# Cadet related websites



## CADPAT SOLDIER (18 Mar 2005)

A new website is being built by a member of this forum "www.cadettips.com " and is being set up as a unoffical "Help " page ( and at personal expense to the builder I might add ) so as my poll says do you think the market for cadets "help " websites is already overcrowded?


----------



## cpl-cam (18 Mar 2005)

Well, now I look like a shameless self promoter.
As you'll all notice, the sites not up yet, the cheque's in the mail


----------



## CADPAT SOLDIER (22 Mar 2005)

Ok the sitee is up and there is a open invation for some submissions  check it out www.cadettips.com


----------



## patt (22 Mar 2005)

www.cadet-world.com


----------



## cpl-cam (22 Mar 2005)

patty said:
			
		

> www.cadet-world.com



Well who hasnt heard of cadet world?
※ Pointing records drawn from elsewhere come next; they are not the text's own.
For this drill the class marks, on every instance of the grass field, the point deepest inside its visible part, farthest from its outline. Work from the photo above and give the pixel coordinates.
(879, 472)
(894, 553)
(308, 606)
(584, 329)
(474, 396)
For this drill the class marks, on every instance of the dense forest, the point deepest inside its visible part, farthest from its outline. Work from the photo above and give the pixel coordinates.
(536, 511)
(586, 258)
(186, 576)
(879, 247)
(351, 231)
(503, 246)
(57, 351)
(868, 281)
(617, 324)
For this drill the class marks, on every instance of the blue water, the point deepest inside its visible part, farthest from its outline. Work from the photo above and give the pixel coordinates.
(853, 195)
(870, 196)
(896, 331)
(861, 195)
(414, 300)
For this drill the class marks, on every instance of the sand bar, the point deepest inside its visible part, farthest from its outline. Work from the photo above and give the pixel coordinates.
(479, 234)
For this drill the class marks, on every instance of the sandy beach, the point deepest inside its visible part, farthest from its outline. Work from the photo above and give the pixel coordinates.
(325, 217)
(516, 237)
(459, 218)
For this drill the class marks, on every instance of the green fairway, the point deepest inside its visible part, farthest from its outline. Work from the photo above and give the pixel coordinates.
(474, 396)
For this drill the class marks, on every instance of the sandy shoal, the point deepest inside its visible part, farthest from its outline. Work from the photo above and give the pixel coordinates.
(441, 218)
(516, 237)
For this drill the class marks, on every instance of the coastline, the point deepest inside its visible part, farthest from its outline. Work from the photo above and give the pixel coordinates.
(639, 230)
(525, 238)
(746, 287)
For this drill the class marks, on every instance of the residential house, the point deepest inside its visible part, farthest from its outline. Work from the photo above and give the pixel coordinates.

But they're a forum, I'm not.


----------



## Jonny Boy (11 May 2005)

out of all the cadet forums i have seen this one would have to be the best. people don't post stupid things and if they do it is corrected right away.


----------



## Burrows (11 May 2005)

-Hutch- said:
			
		

> out of all the cadet forums i have seen this one would have to be the best. people don't post stupid things and if they do it is corrected right away.



Thanks for the compliments -Hutch-   Its all because of our great members with heads on their shoulders.

Cam,
Nice unique layout keep up the good work.


----------